I expect a two-serious-candidate equilibrium, with ballot exhaustion driven by the supply of hopeless candidates.

The basic logic comes from Cox (1997). Winning-minded elites will be thinking about the IRV round when deciding whom to back in the “final five” round.

That means we need to think about the strategic context of an IRV election, which will ‘contaminate’ the first round.

What does a winning-minded-elite do in an IRV election? They get together with other winning-minded-elites and coordinate on the person most likely to win.

It turns out that humans have routinized such coordination. The general term for this is “political party.”

It follows that ‘resources’ will not flow to hopeless candidates, leading us straight back to two-party equilibrium. Or, in lopsided districts, two-faction equilibrium.

I covered these issues in my Apr. 2021 review of The Politics Industry. That review included discussion of ‘nonpartisan IRV’ in a two-party-competitive city (Cleveland, 1913-19). TLDR: lots of ballot exhaustion, no independents elected.

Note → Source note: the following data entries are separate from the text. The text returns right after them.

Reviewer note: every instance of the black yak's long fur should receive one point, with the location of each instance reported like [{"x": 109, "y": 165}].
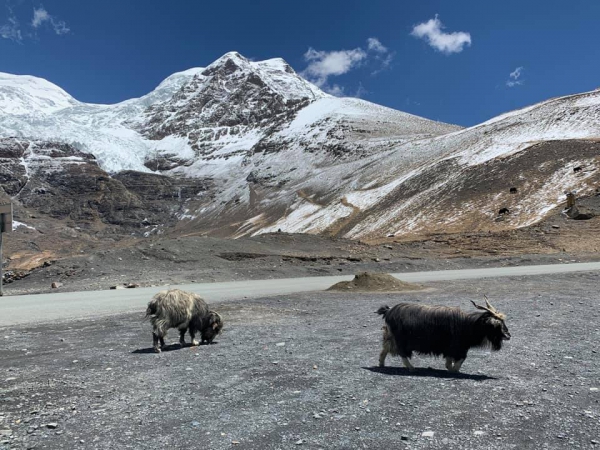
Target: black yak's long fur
[
  {"x": 439, "y": 331},
  {"x": 185, "y": 311}
]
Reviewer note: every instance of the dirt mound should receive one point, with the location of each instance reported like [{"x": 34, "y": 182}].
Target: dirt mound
[{"x": 374, "y": 282}]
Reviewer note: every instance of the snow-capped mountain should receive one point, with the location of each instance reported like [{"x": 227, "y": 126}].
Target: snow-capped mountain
[{"x": 272, "y": 152}]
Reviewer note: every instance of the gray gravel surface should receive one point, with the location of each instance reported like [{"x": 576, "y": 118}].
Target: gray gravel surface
[{"x": 299, "y": 371}]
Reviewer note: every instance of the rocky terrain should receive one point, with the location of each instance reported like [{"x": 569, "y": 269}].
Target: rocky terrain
[
  {"x": 300, "y": 371},
  {"x": 163, "y": 260},
  {"x": 242, "y": 148}
]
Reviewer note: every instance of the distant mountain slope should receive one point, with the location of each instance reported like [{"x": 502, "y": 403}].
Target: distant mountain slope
[{"x": 272, "y": 152}]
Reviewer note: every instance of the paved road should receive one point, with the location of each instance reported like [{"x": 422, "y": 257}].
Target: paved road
[{"x": 24, "y": 309}]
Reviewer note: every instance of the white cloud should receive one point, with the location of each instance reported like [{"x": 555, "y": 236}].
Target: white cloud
[
  {"x": 447, "y": 43},
  {"x": 322, "y": 65},
  {"x": 373, "y": 44},
  {"x": 11, "y": 30},
  {"x": 514, "y": 77},
  {"x": 41, "y": 16}
]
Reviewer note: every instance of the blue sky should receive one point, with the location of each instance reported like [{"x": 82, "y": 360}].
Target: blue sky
[{"x": 448, "y": 61}]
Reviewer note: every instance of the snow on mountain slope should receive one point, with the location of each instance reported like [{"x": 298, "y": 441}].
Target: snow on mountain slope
[
  {"x": 34, "y": 108},
  {"x": 459, "y": 181},
  {"x": 27, "y": 95}
]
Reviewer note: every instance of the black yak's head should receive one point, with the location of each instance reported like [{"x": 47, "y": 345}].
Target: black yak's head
[
  {"x": 213, "y": 327},
  {"x": 496, "y": 330}
]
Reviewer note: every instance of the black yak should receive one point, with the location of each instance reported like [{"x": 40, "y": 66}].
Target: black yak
[
  {"x": 440, "y": 331},
  {"x": 185, "y": 311}
]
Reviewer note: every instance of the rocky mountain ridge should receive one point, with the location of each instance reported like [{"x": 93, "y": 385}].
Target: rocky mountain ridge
[{"x": 241, "y": 148}]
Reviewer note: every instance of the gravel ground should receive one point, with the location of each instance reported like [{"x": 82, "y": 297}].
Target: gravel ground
[{"x": 300, "y": 372}]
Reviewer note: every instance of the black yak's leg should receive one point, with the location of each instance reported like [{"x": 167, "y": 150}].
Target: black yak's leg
[
  {"x": 193, "y": 336},
  {"x": 382, "y": 356},
  {"x": 407, "y": 363},
  {"x": 457, "y": 365},
  {"x": 388, "y": 346},
  {"x": 155, "y": 342}
]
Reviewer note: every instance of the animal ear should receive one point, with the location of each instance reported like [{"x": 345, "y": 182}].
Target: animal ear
[{"x": 495, "y": 322}]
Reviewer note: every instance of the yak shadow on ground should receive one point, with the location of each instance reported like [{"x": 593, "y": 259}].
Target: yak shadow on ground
[
  {"x": 171, "y": 347},
  {"x": 427, "y": 372}
]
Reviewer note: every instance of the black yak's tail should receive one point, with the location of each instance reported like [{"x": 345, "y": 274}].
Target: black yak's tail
[{"x": 383, "y": 310}]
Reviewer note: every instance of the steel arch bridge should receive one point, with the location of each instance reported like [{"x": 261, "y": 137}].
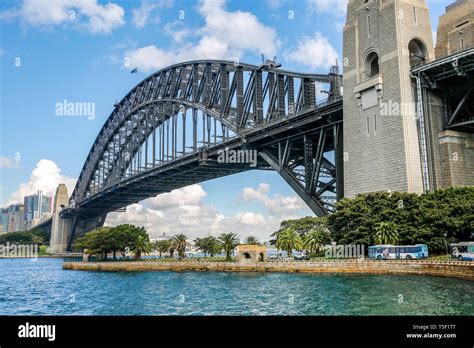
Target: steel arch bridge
[{"x": 170, "y": 129}]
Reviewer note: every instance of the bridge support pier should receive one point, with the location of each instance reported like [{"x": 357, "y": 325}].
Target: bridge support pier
[{"x": 60, "y": 227}]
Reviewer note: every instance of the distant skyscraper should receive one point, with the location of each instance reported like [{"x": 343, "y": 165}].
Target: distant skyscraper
[
  {"x": 4, "y": 219},
  {"x": 16, "y": 217}
]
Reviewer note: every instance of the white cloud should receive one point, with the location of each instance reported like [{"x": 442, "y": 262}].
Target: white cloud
[
  {"x": 45, "y": 177},
  {"x": 337, "y": 7},
  {"x": 6, "y": 162},
  {"x": 177, "y": 31},
  {"x": 147, "y": 12},
  {"x": 277, "y": 205},
  {"x": 275, "y": 4},
  {"x": 183, "y": 211},
  {"x": 225, "y": 35},
  {"x": 88, "y": 14},
  {"x": 314, "y": 52}
]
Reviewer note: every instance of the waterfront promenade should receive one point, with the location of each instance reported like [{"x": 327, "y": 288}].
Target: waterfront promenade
[{"x": 457, "y": 269}]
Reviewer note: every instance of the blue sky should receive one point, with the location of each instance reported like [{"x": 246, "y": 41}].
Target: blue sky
[{"x": 78, "y": 50}]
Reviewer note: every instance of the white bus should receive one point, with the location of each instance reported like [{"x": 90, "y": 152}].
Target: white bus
[{"x": 463, "y": 251}]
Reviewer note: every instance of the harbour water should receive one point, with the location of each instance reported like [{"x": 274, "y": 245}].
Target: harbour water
[{"x": 42, "y": 287}]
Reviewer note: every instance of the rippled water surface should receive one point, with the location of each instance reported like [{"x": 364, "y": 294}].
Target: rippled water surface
[{"x": 42, "y": 287}]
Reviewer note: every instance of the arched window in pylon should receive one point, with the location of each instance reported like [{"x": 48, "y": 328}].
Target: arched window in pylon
[
  {"x": 372, "y": 65},
  {"x": 418, "y": 52}
]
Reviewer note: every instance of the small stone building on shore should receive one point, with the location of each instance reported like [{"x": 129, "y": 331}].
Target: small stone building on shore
[{"x": 251, "y": 253}]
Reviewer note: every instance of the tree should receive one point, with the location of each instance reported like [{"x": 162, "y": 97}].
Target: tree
[
  {"x": 179, "y": 243},
  {"x": 162, "y": 246},
  {"x": 208, "y": 245},
  {"x": 386, "y": 233},
  {"x": 228, "y": 242},
  {"x": 252, "y": 240},
  {"x": 96, "y": 242},
  {"x": 104, "y": 240},
  {"x": 288, "y": 240},
  {"x": 315, "y": 238},
  {"x": 301, "y": 226}
]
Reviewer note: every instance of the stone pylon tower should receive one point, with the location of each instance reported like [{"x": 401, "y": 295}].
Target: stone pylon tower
[
  {"x": 382, "y": 147},
  {"x": 60, "y": 227}
]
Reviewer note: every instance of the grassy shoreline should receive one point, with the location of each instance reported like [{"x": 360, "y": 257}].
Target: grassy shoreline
[{"x": 456, "y": 269}]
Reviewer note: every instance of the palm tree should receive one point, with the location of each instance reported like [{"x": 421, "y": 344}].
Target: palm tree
[
  {"x": 228, "y": 242},
  {"x": 288, "y": 240},
  {"x": 252, "y": 240},
  {"x": 208, "y": 245},
  {"x": 179, "y": 243},
  {"x": 317, "y": 237},
  {"x": 141, "y": 246},
  {"x": 162, "y": 246},
  {"x": 386, "y": 233}
]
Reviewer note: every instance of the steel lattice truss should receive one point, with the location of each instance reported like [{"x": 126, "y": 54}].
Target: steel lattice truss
[{"x": 167, "y": 131}]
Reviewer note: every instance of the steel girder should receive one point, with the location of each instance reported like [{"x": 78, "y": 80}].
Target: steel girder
[{"x": 200, "y": 104}]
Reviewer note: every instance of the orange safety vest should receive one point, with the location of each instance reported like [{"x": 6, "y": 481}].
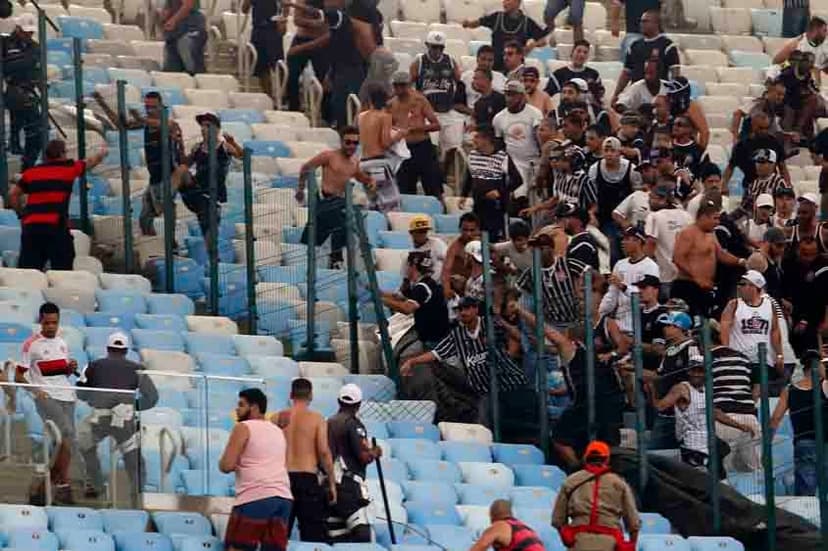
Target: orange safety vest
[{"x": 569, "y": 533}]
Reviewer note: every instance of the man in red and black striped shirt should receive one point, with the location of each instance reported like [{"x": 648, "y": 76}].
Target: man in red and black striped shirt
[{"x": 45, "y": 216}]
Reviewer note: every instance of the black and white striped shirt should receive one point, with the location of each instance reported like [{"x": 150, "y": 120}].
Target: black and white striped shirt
[
  {"x": 733, "y": 380},
  {"x": 470, "y": 348},
  {"x": 560, "y": 303}
]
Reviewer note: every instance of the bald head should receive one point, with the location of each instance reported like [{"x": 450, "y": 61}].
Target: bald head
[{"x": 500, "y": 509}]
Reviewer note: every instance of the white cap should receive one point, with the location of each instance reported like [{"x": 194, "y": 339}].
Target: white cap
[
  {"x": 118, "y": 341},
  {"x": 350, "y": 394},
  {"x": 764, "y": 200},
  {"x": 436, "y": 38},
  {"x": 475, "y": 250},
  {"x": 27, "y": 22},
  {"x": 810, "y": 197},
  {"x": 754, "y": 278}
]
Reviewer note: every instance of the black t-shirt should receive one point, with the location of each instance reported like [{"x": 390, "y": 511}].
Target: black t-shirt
[
  {"x": 506, "y": 28},
  {"x": 431, "y": 318},
  {"x": 742, "y": 154},
  {"x": 641, "y": 50},
  {"x": 487, "y": 107}
]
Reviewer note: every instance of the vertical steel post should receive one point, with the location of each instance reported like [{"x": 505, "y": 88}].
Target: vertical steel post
[
  {"x": 167, "y": 197},
  {"x": 767, "y": 447},
  {"x": 249, "y": 240},
  {"x": 80, "y": 123},
  {"x": 491, "y": 346},
  {"x": 212, "y": 217},
  {"x": 541, "y": 359},
  {"x": 353, "y": 309},
  {"x": 712, "y": 443},
  {"x": 126, "y": 192}
]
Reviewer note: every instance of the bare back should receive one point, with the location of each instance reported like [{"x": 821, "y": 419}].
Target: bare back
[{"x": 302, "y": 428}]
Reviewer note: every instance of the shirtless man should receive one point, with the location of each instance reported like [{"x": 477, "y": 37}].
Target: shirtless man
[
  {"x": 377, "y": 135},
  {"x": 455, "y": 263},
  {"x": 410, "y": 110},
  {"x": 338, "y": 167},
  {"x": 306, "y": 433},
  {"x": 695, "y": 255}
]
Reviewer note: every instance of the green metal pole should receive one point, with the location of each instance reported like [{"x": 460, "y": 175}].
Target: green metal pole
[
  {"x": 44, "y": 79},
  {"x": 126, "y": 193},
  {"x": 310, "y": 316},
  {"x": 83, "y": 189},
  {"x": 353, "y": 310},
  {"x": 249, "y": 240},
  {"x": 590, "y": 353},
  {"x": 822, "y": 480},
  {"x": 767, "y": 447},
  {"x": 541, "y": 359},
  {"x": 491, "y": 346},
  {"x": 712, "y": 443},
  {"x": 212, "y": 214},
  {"x": 638, "y": 392}
]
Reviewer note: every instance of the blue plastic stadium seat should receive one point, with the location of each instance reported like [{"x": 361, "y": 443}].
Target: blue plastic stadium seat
[
  {"x": 122, "y": 320},
  {"x": 32, "y": 539},
  {"x": 412, "y": 429},
  {"x": 662, "y": 543},
  {"x": 424, "y": 491},
  {"x": 420, "y": 203},
  {"x": 517, "y": 454},
  {"x": 434, "y": 471},
  {"x": 539, "y": 475},
  {"x": 124, "y": 520},
  {"x": 450, "y": 537},
  {"x": 465, "y": 451},
  {"x": 74, "y": 518},
  {"x": 181, "y": 522},
  {"x": 80, "y": 27},
  {"x": 157, "y": 340},
  {"x": 412, "y": 449}
]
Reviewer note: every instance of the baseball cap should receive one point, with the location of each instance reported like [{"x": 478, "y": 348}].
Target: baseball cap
[
  {"x": 764, "y": 200},
  {"x": 676, "y": 319},
  {"x": 810, "y": 197},
  {"x": 350, "y": 394},
  {"x": 419, "y": 223},
  {"x": 775, "y": 235},
  {"x": 764, "y": 156},
  {"x": 118, "y": 341},
  {"x": 435, "y": 38},
  {"x": 754, "y": 278},
  {"x": 475, "y": 250},
  {"x": 401, "y": 77},
  {"x": 515, "y": 87}
]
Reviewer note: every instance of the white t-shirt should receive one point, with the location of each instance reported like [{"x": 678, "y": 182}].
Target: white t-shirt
[
  {"x": 663, "y": 226},
  {"x": 45, "y": 362},
  {"x": 635, "y": 207}
]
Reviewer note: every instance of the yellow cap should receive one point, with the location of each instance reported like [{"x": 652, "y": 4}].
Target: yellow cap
[{"x": 419, "y": 223}]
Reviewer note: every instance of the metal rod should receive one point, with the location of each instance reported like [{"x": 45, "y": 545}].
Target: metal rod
[
  {"x": 249, "y": 241},
  {"x": 353, "y": 307},
  {"x": 126, "y": 193},
  {"x": 211, "y": 236},
  {"x": 767, "y": 447},
  {"x": 491, "y": 346},
  {"x": 589, "y": 342},
  {"x": 541, "y": 359},
  {"x": 712, "y": 443},
  {"x": 83, "y": 189},
  {"x": 167, "y": 196},
  {"x": 638, "y": 392}
]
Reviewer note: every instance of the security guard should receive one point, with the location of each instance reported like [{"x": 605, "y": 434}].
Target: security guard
[
  {"x": 348, "y": 518},
  {"x": 591, "y": 504},
  {"x": 21, "y": 66}
]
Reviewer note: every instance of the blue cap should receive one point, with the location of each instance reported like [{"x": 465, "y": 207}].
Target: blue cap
[{"x": 678, "y": 319}]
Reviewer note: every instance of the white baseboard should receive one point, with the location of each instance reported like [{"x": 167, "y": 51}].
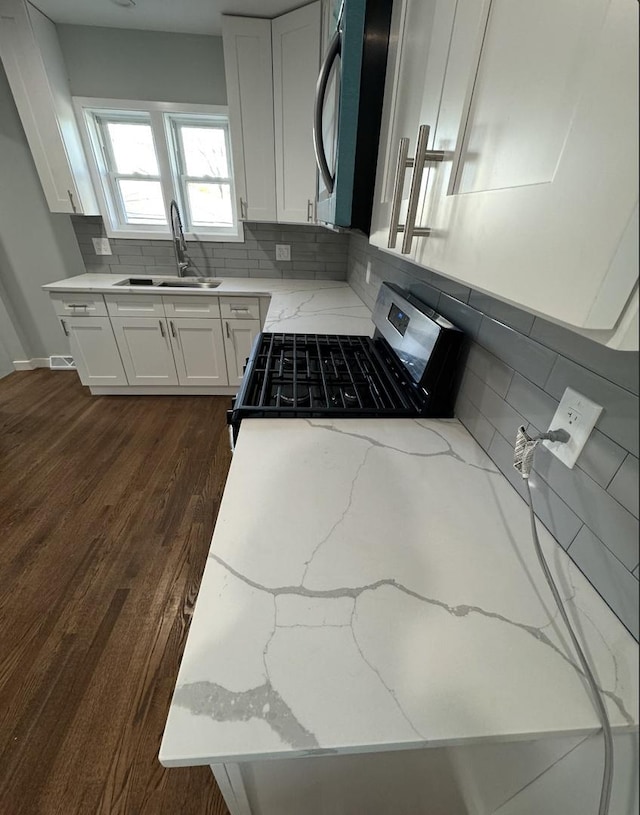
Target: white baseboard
[
  {"x": 30, "y": 364},
  {"x": 162, "y": 390}
]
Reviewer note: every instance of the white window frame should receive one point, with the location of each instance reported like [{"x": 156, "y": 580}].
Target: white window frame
[{"x": 159, "y": 115}]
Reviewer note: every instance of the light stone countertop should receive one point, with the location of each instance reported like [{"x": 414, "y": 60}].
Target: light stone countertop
[
  {"x": 372, "y": 585},
  {"x": 301, "y": 306}
]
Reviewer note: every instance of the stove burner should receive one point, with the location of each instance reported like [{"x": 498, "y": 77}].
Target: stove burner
[{"x": 301, "y": 399}]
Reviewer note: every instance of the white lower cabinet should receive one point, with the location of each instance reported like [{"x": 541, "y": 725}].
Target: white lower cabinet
[
  {"x": 159, "y": 344},
  {"x": 199, "y": 351},
  {"x": 238, "y": 339},
  {"x": 94, "y": 350},
  {"x": 145, "y": 348}
]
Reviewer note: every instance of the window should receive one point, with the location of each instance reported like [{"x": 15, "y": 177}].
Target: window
[{"x": 143, "y": 155}]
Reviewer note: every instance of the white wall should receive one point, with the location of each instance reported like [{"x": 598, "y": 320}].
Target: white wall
[
  {"x": 36, "y": 247},
  {"x": 119, "y": 63}
]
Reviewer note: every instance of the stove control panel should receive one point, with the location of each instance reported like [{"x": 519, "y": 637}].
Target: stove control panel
[{"x": 398, "y": 319}]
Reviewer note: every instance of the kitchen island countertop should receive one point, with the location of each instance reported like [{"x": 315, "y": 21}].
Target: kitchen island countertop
[{"x": 372, "y": 585}]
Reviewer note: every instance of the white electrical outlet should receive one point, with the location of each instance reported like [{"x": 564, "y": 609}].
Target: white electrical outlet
[
  {"x": 577, "y": 415},
  {"x": 101, "y": 246}
]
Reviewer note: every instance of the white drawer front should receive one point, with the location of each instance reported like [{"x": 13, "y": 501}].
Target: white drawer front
[
  {"x": 240, "y": 308},
  {"x": 72, "y": 304},
  {"x": 134, "y": 305},
  {"x": 185, "y": 306}
]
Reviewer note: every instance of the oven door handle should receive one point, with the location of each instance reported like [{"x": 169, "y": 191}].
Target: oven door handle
[{"x": 333, "y": 52}]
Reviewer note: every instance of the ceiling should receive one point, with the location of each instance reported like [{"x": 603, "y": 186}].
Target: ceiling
[{"x": 185, "y": 16}]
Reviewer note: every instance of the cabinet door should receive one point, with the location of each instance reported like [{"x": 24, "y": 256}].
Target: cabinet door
[
  {"x": 248, "y": 69},
  {"x": 35, "y": 69},
  {"x": 238, "y": 339},
  {"x": 198, "y": 350},
  {"x": 536, "y": 199},
  {"x": 296, "y": 59},
  {"x": 94, "y": 350},
  {"x": 421, "y": 31},
  {"x": 145, "y": 349}
]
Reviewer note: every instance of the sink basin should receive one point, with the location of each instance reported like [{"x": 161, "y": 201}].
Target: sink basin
[
  {"x": 172, "y": 282},
  {"x": 190, "y": 283},
  {"x": 135, "y": 281}
]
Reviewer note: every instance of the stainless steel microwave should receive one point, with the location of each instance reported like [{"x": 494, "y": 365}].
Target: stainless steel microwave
[{"x": 348, "y": 110}]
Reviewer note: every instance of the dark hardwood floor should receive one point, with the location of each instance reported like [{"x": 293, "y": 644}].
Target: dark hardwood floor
[{"x": 107, "y": 505}]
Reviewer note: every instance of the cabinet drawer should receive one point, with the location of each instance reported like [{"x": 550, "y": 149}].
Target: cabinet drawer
[
  {"x": 134, "y": 305},
  {"x": 240, "y": 308},
  {"x": 78, "y": 305},
  {"x": 185, "y": 306}
]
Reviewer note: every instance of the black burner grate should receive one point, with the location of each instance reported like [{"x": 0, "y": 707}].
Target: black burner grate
[{"x": 317, "y": 375}]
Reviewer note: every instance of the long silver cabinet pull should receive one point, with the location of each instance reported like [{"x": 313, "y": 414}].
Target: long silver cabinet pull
[
  {"x": 401, "y": 166},
  {"x": 422, "y": 157}
]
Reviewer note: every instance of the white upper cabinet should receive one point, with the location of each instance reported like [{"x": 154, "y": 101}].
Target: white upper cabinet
[
  {"x": 248, "y": 70},
  {"x": 296, "y": 59},
  {"x": 271, "y": 68},
  {"x": 534, "y": 200},
  {"x": 35, "y": 68}
]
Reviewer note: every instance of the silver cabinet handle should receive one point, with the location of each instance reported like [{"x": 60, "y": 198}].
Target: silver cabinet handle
[
  {"x": 333, "y": 52},
  {"x": 401, "y": 166},
  {"x": 422, "y": 157}
]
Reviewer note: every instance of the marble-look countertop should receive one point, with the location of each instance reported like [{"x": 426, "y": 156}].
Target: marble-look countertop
[
  {"x": 301, "y": 306},
  {"x": 372, "y": 585}
]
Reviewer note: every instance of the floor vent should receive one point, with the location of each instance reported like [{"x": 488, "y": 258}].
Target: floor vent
[{"x": 62, "y": 363}]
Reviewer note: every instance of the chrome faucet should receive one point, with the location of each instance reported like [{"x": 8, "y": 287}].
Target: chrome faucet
[{"x": 179, "y": 243}]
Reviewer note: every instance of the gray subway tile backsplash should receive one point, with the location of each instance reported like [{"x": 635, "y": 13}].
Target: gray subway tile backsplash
[
  {"x": 619, "y": 419},
  {"x": 600, "y": 458},
  {"x": 490, "y": 369},
  {"x": 533, "y": 403},
  {"x": 524, "y": 355},
  {"x": 620, "y": 367},
  {"x": 624, "y": 486},
  {"x": 502, "y": 312},
  {"x": 592, "y": 509},
  {"x": 315, "y": 253}
]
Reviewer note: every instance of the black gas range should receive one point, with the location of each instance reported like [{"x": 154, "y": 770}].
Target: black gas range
[{"x": 409, "y": 368}]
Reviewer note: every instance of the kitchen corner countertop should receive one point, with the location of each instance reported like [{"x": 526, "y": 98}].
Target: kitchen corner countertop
[
  {"x": 372, "y": 585},
  {"x": 301, "y": 306}
]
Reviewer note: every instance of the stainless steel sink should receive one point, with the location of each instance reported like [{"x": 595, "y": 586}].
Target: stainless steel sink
[
  {"x": 172, "y": 282},
  {"x": 190, "y": 283}
]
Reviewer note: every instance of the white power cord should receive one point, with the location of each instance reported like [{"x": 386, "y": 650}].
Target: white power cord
[{"x": 523, "y": 462}]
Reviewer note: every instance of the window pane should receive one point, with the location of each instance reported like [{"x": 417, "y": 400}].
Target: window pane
[
  {"x": 142, "y": 201},
  {"x": 210, "y": 204},
  {"x": 205, "y": 151},
  {"x": 133, "y": 149}
]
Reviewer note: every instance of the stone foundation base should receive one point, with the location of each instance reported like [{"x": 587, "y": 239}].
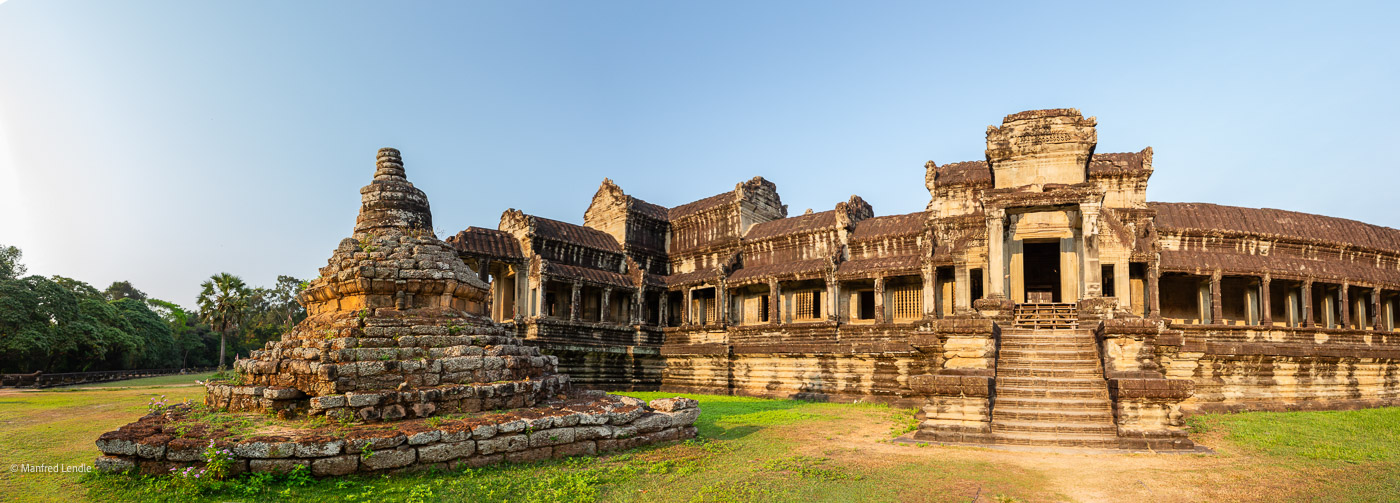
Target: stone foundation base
[
  {"x": 385, "y": 405},
  {"x": 580, "y": 426}
]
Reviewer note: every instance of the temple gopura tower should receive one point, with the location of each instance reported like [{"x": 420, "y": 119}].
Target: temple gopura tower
[{"x": 1039, "y": 299}]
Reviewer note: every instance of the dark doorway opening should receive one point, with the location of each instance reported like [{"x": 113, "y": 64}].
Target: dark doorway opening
[{"x": 1042, "y": 271}]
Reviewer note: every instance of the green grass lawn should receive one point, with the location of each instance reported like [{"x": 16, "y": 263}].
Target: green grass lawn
[
  {"x": 766, "y": 450},
  {"x": 144, "y": 381}
]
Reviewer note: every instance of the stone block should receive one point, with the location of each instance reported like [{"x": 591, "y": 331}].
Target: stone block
[
  {"x": 265, "y": 449},
  {"x": 317, "y": 449},
  {"x": 114, "y": 464},
  {"x": 389, "y": 458},
  {"x": 552, "y": 437},
  {"x": 445, "y": 451},
  {"x": 529, "y": 454},
  {"x": 335, "y": 465},
  {"x": 276, "y": 465},
  {"x": 651, "y": 422},
  {"x": 674, "y": 404}
]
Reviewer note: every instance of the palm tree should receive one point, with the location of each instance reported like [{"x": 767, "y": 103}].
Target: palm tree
[{"x": 221, "y": 303}]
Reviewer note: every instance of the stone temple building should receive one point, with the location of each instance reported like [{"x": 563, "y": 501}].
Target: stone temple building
[{"x": 1039, "y": 299}]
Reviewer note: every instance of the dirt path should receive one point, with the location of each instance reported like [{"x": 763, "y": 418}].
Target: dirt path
[{"x": 1075, "y": 475}]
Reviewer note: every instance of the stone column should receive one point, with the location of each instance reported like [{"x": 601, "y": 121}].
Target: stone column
[
  {"x": 962, "y": 292},
  {"x": 1217, "y": 315},
  {"x": 879, "y": 299},
  {"x": 1154, "y": 304},
  {"x": 774, "y": 303},
  {"x": 604, "y": 306},
  {"x": 686, "y": 310},
  {"x": 576, "y": 301},
  {"x": 1376, "y": 321},
  {"x": 928, "y": 276},
  {"x": 1344, "y": 304},
  {"x": 721, "y": 303},
  {"x": 1092, "y": 269},
  {"x": 664, "y": 308},
  {"x": 1266, "y": 308},
  {"x": 1306, "y": 301},
  {"x": 996, "y": 254}
]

People (like me) who oppose Final Five are aware of the dynamics above. Our worry, I think, is that all we’ll have done is weakened political parties even more.

You can’t get parties out of politics… but you can confuse voters in the short term

…and we don’t know what the world would have looked like if all these nonpartisan elections had never been adopted. Small changes have big consequences… even if parties adapt to nonpartisan elections.